I stopped into the WW center near my house so I could get my March WI done. I have no idea where this year is going but boy is it going fast. I realized that this would be my last opportunity to at least get my WI done or I’d be missing a month for the first time in nine years of being a WW member. I couldn’t stay for the meeting though.
I have stopped into this location one other time to say hi to my WW leader Donna who is the receptionist at that location on Saturday. I noticed there was a new leader and that she was young and looked alternative. I don’t say she is alternative to mean anything negative. How often do you see a WW leader wearing blue tights? (The time before she was wearing magenta colored). That is awesome! I wished I could have stayed for the meeting and holy cow it was a huge group. They actually had two receptionists and the leader weighing people in. That never happens.
Last week would have been a great meeting to attend and I wish I had after reading over the WW Weekly. It is about setbacks and tips for getting back on track. Boy have I had a setback!
My starting weight with WW in Jan 2007: 308.4
My current weight as of March 2016: 238.4
I have gained seven pounds between my February and March WI and I had gained six pounds between my January and February WI. Ouch. My lowest weight in my WW booklet was December 19, 2015 which I weighed 218.8. This means that I have gained 19.6 pounds in just three short months. Ouch. When you break it down and really look at the numbers, it doesn’t look good at all.
Obviously I knew there was a problem. I had started to avoid the scale (both at home and the WW meetings) and you can’t ignore tight pants and ill fitting clothing. Also, my wedding ring has been snug for a while now. I remember how excited I used to be to shop in the smaller clothing section and how many times I had my ring re-sized. To have to go the reverse way is a terrible feeling. There is no excitement what-so-ever about it.
What has led to my rapid fire gaining? It all comes down to one thing: priorities
I knew when I went to the WW center that my WI would be scary. I got on the scale and took the hit like a champ. I explained to the leaders that there are no excuses and that I have not been making it a priority. However, I do feel there is a light at the end of the tunnel and as the weather warms up my desire to be out exercising has increased. I feel like the desire to eat better is also lying beneath the surface.
Much like the tips in the WW Weekly, I need to get back to basics.
Track , track, track.
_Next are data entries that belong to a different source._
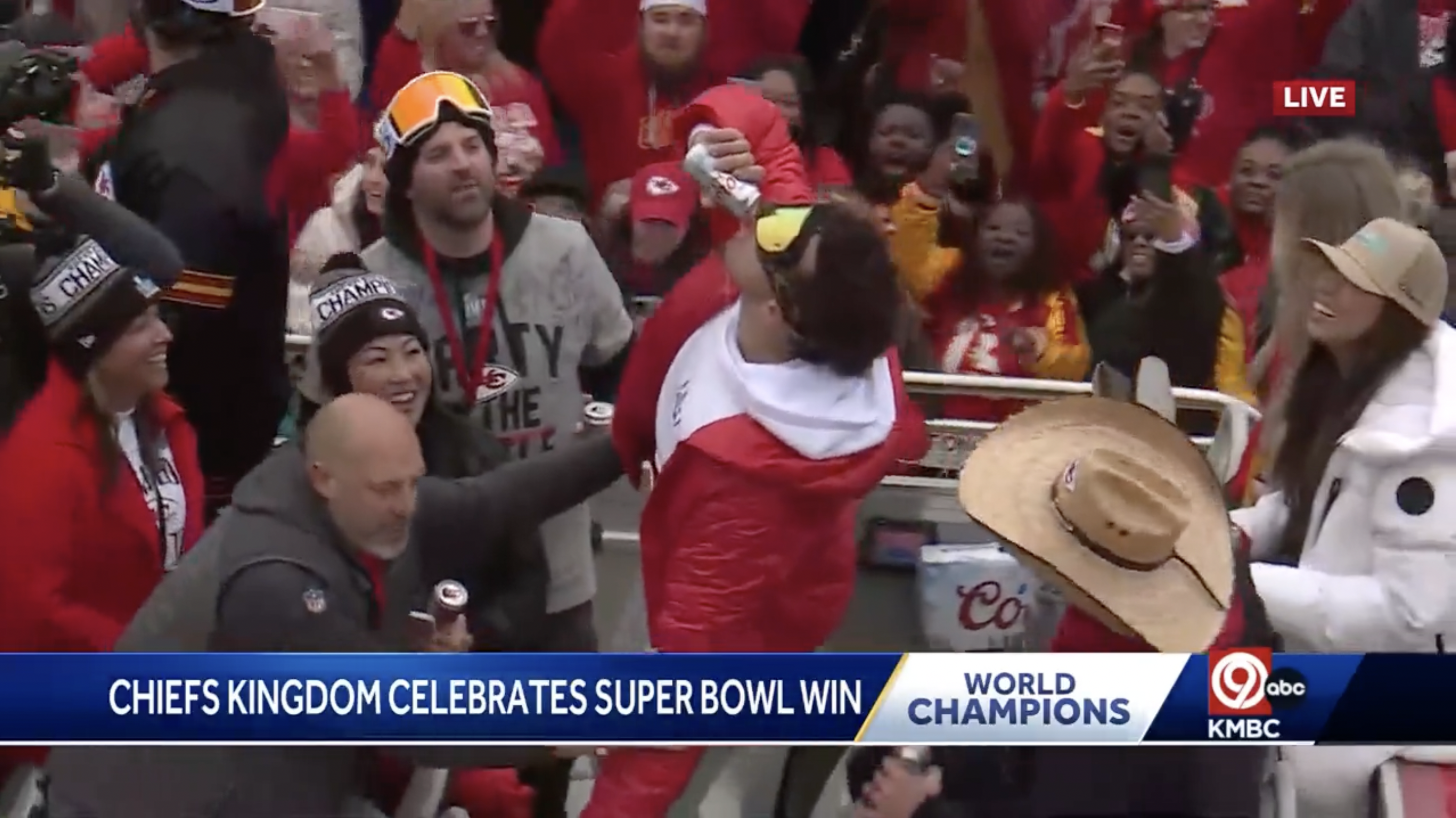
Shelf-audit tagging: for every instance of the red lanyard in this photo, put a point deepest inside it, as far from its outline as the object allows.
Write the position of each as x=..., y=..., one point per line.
x=469, y=376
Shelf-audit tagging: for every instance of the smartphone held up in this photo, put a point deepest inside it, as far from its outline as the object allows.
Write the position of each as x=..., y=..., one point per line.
x=970, y=180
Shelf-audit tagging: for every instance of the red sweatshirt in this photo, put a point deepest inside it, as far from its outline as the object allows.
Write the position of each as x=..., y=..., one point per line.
x=829, y=169
x=625, y=124
x=1244, y=284
x=589, y=54
x=520, y=101
x=918, y=31
x=115, y=60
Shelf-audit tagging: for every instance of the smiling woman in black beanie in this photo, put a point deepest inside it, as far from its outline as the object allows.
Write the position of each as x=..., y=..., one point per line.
x=369, y=340
x=102, y=488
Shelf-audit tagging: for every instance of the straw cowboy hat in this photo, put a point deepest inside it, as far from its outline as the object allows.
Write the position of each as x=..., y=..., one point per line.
x=1116, y=507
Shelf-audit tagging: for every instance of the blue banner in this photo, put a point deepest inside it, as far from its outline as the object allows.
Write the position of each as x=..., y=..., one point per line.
x=608, y=699
x=437, y=698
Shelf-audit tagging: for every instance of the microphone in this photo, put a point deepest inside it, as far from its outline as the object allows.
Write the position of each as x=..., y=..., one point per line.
x=126, y=236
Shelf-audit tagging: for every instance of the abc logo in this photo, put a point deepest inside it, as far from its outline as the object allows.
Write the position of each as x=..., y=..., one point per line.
x=1241, y=682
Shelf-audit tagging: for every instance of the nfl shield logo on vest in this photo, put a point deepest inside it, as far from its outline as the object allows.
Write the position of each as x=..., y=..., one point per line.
x=313, y=600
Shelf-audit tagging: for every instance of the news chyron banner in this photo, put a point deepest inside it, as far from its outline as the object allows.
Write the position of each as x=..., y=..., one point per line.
x=659, y=699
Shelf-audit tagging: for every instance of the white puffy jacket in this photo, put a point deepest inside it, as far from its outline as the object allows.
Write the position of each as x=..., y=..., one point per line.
x=1378, y=572
x=330, y=230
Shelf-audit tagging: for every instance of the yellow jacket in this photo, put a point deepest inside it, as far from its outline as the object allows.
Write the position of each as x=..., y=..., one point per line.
x=1068, y=354
x=1056, y=321
x=1229, y=367
x=11, y=209
x=922, y=264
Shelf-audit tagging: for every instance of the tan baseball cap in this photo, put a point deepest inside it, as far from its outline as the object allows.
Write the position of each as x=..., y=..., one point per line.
x=1397, y=261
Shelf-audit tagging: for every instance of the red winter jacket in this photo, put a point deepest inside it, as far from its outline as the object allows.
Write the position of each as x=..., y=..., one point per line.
x=1245, y=283
x=79, y=561
x=589, y=54
x=746, y=545
x=829, y=169
x=919, y=31
x=1237, y=73
x=115, y=60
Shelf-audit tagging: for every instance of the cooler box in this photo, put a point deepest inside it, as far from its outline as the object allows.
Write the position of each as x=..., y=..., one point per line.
x=978, y=597
x=1423, y=787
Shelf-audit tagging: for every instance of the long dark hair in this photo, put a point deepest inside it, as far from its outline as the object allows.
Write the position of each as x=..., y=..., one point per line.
x=108, y=450
x=810, y=136
x=1328, y=403
x=1039, y=273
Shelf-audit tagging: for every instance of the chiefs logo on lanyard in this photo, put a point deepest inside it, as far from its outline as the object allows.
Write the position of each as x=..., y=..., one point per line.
x=496, y=380
x=105, y=184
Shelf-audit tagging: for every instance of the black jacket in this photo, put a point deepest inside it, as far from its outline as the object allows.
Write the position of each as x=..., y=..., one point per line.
x=194, y=157
x=1176, y=316
x=244, y=587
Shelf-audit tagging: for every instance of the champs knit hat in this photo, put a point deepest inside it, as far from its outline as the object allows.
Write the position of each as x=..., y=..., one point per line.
x=1397, y=261
x=87, y=300
x=701, y=6
x=350, y=308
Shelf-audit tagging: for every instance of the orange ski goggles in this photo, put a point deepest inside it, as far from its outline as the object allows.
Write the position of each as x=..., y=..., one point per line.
x=417, y=107
x=781, y=229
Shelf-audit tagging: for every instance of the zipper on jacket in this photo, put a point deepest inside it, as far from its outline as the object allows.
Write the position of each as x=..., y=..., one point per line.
x=1334, y=494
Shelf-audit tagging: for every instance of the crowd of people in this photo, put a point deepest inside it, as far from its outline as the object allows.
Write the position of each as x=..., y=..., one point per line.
x=475, y=247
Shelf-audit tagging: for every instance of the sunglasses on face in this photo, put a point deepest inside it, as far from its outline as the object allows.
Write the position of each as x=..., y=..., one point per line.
x=476, y=27
x=781, y=238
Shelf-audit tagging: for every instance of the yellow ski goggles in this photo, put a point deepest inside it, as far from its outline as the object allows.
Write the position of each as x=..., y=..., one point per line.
x=782, y=233
x=417, y=107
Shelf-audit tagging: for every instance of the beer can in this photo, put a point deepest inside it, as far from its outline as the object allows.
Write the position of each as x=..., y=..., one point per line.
x=448, y=601
x=597, y=414
x=742, y=198
x=918, y=759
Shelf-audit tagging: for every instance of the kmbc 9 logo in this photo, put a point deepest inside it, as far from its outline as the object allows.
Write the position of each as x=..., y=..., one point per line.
x=1244, y=683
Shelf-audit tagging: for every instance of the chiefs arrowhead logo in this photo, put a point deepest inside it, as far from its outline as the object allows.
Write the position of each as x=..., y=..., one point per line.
x=496, y=380
x=662, y=187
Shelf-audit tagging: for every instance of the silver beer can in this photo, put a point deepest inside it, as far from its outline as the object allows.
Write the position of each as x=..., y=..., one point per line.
x=742, y=198
x=918, y=759
x=597, y=414
x=449, y=601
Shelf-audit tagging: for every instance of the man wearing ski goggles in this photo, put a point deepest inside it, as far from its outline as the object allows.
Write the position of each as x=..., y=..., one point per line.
x=788, y=405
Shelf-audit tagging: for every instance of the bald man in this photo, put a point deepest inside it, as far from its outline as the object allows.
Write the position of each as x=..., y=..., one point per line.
x=319, y=552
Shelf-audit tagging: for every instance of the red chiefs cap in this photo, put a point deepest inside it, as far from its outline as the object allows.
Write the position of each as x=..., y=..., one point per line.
x=663, y=192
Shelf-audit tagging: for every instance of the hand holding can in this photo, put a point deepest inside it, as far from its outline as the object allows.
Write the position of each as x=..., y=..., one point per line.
x=722, y=165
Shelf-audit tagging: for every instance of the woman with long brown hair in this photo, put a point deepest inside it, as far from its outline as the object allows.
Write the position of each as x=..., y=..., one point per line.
x=1356, y=539
x=102, y=485
x=1327, y=192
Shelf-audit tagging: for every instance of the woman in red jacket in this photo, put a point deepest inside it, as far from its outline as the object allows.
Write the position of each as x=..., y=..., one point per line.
x=1250, y=201
x=1231, y=52
x=1005, y=310
x=104, y=491
x=787, y=82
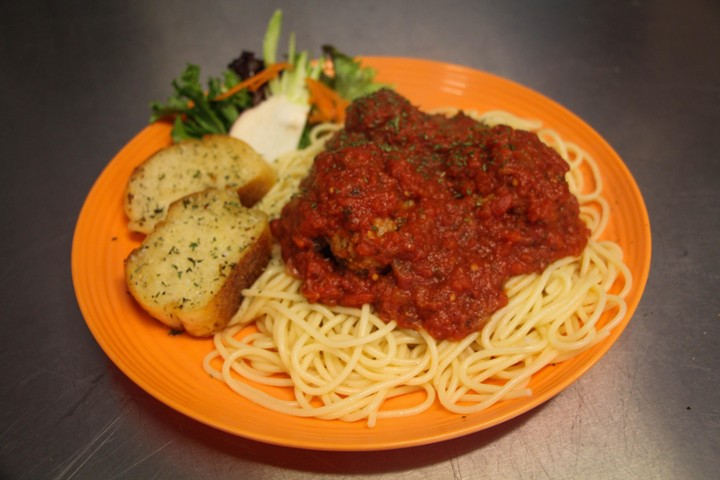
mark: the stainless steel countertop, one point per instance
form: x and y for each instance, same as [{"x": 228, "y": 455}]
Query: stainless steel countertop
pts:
[{"x": 75, "y": 81}]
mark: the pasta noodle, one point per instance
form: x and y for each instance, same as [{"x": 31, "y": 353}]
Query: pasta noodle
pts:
[{"x": 313, "y": 360}]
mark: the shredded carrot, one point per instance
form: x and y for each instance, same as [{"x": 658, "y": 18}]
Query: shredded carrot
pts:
[
  {"x": 256, "y": 81},
  {"x": 329, "y": 106}
]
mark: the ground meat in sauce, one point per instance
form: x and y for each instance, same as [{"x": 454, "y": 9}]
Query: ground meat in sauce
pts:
[{"x": 426, "y": 217}]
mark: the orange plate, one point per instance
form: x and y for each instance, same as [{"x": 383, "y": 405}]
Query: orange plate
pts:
[{"x": 169, "y": 367}]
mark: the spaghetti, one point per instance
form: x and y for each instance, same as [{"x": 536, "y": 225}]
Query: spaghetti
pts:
[{"x": 312, "y": 360}]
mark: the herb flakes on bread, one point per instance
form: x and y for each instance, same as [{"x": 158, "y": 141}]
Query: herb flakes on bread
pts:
[
  {"x": 189, "y": 272},
  {"x": 215, "y": 161}
]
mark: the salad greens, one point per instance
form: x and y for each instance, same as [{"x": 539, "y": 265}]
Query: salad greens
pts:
[
  {"x": 194, "y": 111},
  {"x": 197, "y": 110}
]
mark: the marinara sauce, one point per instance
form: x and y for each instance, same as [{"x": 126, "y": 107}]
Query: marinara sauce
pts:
[{"x": 426, "y": 217}]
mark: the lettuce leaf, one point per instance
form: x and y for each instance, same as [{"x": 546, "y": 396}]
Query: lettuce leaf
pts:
[
  {"x": 195, "y": 113},
  {"x": 351, "y": 80}
]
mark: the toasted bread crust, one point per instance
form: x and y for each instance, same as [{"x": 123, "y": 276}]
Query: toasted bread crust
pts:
[
  {"x": 190, "y": 271},
  {"x": 216, "y": 161}
]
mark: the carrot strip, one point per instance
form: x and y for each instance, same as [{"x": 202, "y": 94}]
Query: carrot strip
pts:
[
  {"x": 329, "y": 106},
  {"x": 256, "y": 81}
]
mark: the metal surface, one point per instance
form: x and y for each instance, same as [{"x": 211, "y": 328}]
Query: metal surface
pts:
[{"x": 75, "y": 81}]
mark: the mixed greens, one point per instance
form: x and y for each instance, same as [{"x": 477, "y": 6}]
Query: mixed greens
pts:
[{"x": 249, "y": 82}]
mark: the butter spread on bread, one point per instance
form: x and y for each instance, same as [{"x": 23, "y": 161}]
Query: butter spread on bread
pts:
[
  {"x": 189, "y": 272},
  {"x": 216, "y": 161}
]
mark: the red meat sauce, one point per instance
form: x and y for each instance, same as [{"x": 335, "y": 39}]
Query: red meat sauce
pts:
[{"x": 426, "y": 217}]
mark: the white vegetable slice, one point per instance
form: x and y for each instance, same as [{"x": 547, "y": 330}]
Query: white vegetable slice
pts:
[{"x": 272, "y": 128}]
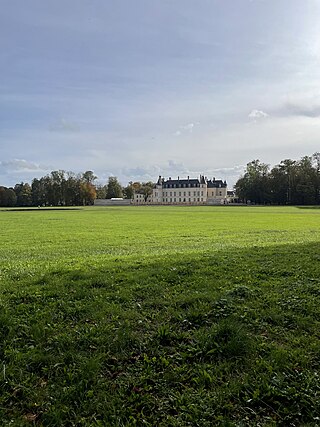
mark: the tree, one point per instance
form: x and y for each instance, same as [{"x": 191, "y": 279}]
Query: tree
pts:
[
  {"x": 128, "y": 191},
  {"x": 114, "y": 188},
  {"x": 8, "y": 197},
  {"x": 254, "y": 184},
  {"x": 24, "y": 194},
  {"x": 147, "y": 188},
  {"x": 89, "y": 177}
]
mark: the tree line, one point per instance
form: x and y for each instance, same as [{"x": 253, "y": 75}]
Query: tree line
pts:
[
  {"x": 61, "y": 188},
  {"x": 292, "y": 182}
]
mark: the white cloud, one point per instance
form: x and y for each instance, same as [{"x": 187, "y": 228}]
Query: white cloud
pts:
[
  {"x": 64, "y": 125},
  {"x": 257, "y": 114},
  {"x": 21, "y": 165},
  {"x": 188, "y": 128}
]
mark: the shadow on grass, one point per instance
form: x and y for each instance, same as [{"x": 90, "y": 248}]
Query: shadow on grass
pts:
[{"x": 212, "y": 339}]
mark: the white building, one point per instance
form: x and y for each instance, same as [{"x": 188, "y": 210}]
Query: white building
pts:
[{"x": 190, "y": 191}]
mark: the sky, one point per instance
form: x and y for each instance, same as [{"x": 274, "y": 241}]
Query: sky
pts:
[{"x": 138, "y": 89}]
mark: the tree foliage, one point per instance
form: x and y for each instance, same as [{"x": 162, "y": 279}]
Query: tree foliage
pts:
[
  {"x": 289, "y": 182},
  {"x": 114, "y": 188}
]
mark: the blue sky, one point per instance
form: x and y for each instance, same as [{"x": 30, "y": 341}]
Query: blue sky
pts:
[{"x": 143, "y": 88}]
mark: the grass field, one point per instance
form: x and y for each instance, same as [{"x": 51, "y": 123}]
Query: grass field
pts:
[{"x": 160, "y": 316}]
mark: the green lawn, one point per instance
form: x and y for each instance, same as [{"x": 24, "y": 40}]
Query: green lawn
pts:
[{"x": 160, "y": 316}]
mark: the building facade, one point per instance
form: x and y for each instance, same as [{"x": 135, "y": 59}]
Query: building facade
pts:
[{"x": 190, "y": 191}]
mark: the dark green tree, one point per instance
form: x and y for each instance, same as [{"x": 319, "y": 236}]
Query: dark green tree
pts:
[{"x": 114, "y": 188}]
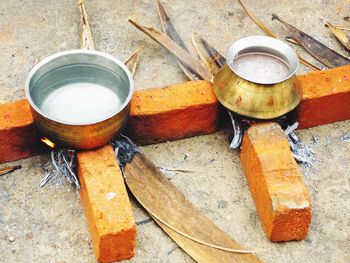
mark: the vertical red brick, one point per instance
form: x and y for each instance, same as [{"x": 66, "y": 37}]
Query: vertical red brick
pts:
[
  {"x": 107, "y": 206},
  {"x": 18, "y": 135},
  {"x": 277, "y": 187}
]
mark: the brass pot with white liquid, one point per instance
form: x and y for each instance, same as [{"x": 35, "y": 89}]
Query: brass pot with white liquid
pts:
[
  {"x": 80, "y": 99},
  {"x": 259, "y": 79}
]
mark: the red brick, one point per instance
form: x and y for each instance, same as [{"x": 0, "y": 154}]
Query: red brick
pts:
[
  {"x": 18, "y": 136},
  {"x": 107, "y": 206},
  {"x": 174, "y": 112},
  {"x": 280, "y": 195},
  {"x": 326, "y": 97}
]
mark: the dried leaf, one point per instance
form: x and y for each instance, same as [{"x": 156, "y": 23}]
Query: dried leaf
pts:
[
  {"x": 175, "y": 49},
  {"x": 210, "y": 57},
  {"x": 133, "y": 60},
  {"x": 322, "y": 53},
  {"x": 170, "y": 31},
  {"x": 271, "y": 34},
  {"x": 86, "y": 41},
  {"x": 340, "y": 35}
]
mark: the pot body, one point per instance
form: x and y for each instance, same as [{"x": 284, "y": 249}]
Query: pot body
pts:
[
  {"x": 253, "y": 97},
  {"x": 261, "y": 101},
  {"x": 91, "y": 68}
]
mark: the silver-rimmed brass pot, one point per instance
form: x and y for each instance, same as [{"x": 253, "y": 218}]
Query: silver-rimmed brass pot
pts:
[
  {"x": 251, "y": 97},
  {"x": 80, "y": 99}
]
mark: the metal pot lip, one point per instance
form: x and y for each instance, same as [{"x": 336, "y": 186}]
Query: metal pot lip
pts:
[
  {"x": 73, "y": 52},
  {"x": 267, "y": 45}
]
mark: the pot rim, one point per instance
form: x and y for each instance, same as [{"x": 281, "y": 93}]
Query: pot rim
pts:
[
  {"x": 46, "y": 60},
  {"x": 267, "y": 45}
]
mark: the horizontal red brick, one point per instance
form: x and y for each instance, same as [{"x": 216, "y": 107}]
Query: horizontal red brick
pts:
[
  {"x": 107, "y": 206},
  {"x": 326, "y": 97},
  {"x": 280, "y": 195},
  {"x": 18, "y": 136},
  {"x": 174, "y": 112},
  {"x": 183, "y": 110}
]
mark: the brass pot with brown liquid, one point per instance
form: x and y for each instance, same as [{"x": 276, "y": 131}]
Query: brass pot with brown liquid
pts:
[{"x": 258, "y": 80}]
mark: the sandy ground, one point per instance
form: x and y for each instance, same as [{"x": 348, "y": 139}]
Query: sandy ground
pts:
[{"x": 48, "y": 224}]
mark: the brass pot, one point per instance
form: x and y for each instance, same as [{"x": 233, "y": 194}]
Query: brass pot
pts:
[
  {"x": 80, "y": 99},
  {"x": 253, "y": 98}
]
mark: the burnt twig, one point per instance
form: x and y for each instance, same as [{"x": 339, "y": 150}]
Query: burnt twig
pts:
[
  {"x": 9, "y": 169},
  {"x": 133, "y": 60},
  {"x": 343, "y": 37}
]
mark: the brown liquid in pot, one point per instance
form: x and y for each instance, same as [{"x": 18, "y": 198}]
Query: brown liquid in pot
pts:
[{"x": 260, "y": 67}]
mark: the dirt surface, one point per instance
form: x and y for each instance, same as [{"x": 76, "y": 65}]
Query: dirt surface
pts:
[{"x": 48, "y": 224}]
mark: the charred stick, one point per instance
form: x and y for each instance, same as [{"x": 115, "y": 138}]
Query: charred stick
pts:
[
  {"x": 322, "y": 53},
  {"x": 175, "y": 49}
]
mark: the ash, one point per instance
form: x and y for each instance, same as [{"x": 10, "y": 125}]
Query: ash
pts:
[
  {"x": 345, "y": 138},
  {"x": 302, "y": 152},
  {"x": 124, "y": 149},
  {"x": 63, "y": 169}
]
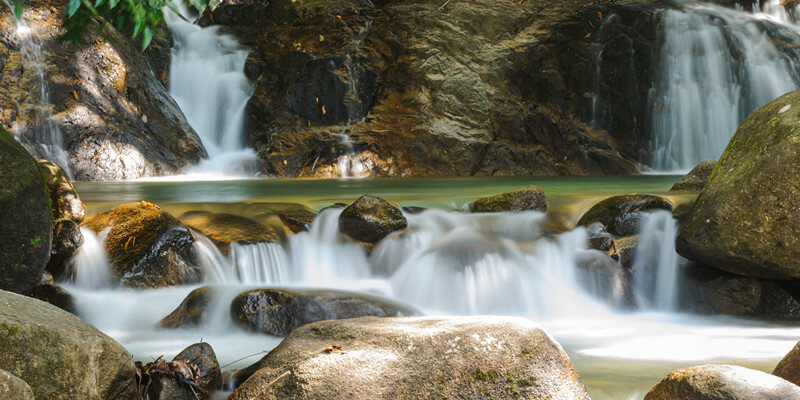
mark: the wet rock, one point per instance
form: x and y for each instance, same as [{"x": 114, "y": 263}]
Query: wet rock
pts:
[
  {"x": 279, "y": 312},
  {"x": 224, "y": 229},
  {"x": 696, "y": 179},
  {"x": 64, "y": 200},
  {"x": 369, "y": 219},
  {"x": 117, "y": 120},
  {"x": 745, "y": 221},
  {"x": 25, "y": 229},
  {"x": 529, "y": 198},
  {"x": 722, "y": 382},
  {"x": 406, "y": 358},
  {"x": 620, "y": 215},
  {"x": 147, "y": 247},
  {"x": 60, "y": 356},
  {"x": 192, "y": 311},
  {"x": 53, "y": 294},
  {"x": 789, "y": 367},
  {"x": 13, "y": 388},
  {"x": 67, "y": 239}
]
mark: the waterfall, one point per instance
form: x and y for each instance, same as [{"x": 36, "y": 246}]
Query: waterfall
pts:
[
  {"x": 717, "y": 65},
  {"x": 207, "y": 81}
]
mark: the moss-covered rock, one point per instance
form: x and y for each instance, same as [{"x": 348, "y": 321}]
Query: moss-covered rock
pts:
[
  {"x": 224, "y": 229},
  {"x": 26, "y": 225},
  {"x": 746, "y": 220},
  {"x": 416, "y": 358},
  {"x": 64, "y": 200},
  {"x": 146, "y": 246},
  {"x": 620, "y": 215},
  {"x": 279, "y": 312},
  {"x": 60, "y": 356},
  {"x": 722, "y": 382},
  {"x": 370, "y": 219},
  {"x": 696, "y": 179},
  {"x": 529, "y": 198}
]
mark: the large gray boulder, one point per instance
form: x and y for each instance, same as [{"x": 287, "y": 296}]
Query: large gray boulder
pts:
[
  {"x": 419, "y": 357},
  {"x": 60, "y": 356}
]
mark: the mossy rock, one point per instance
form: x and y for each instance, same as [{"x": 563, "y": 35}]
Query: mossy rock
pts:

I have not been tracking my food and therefore I’ve not been making the best food choices.
Weigh and measure portions. Since I’ve not been tracking I have not been weighing and measuring my portions. I need to eat less.
Move more. I have not been to curves since sometime in February. I’m paying for it so I need to be using it.
Support. Kenyon has the desire to also lose weight so the two of us need to accountable to each other. It is really easy to talk the other into going out to eat.
Attend meetings. For me, my WW meetings are key. That is also extra added support and accountability when you attend meetings. There are a lot of meetings in my area so I have no excuse for missing a meeting.
It isn’t rocket science but it is hard work. I need to accept this gain and move on. If I continue to dwell on the negative feelings I will continue to avoid the scale and my WW meetings.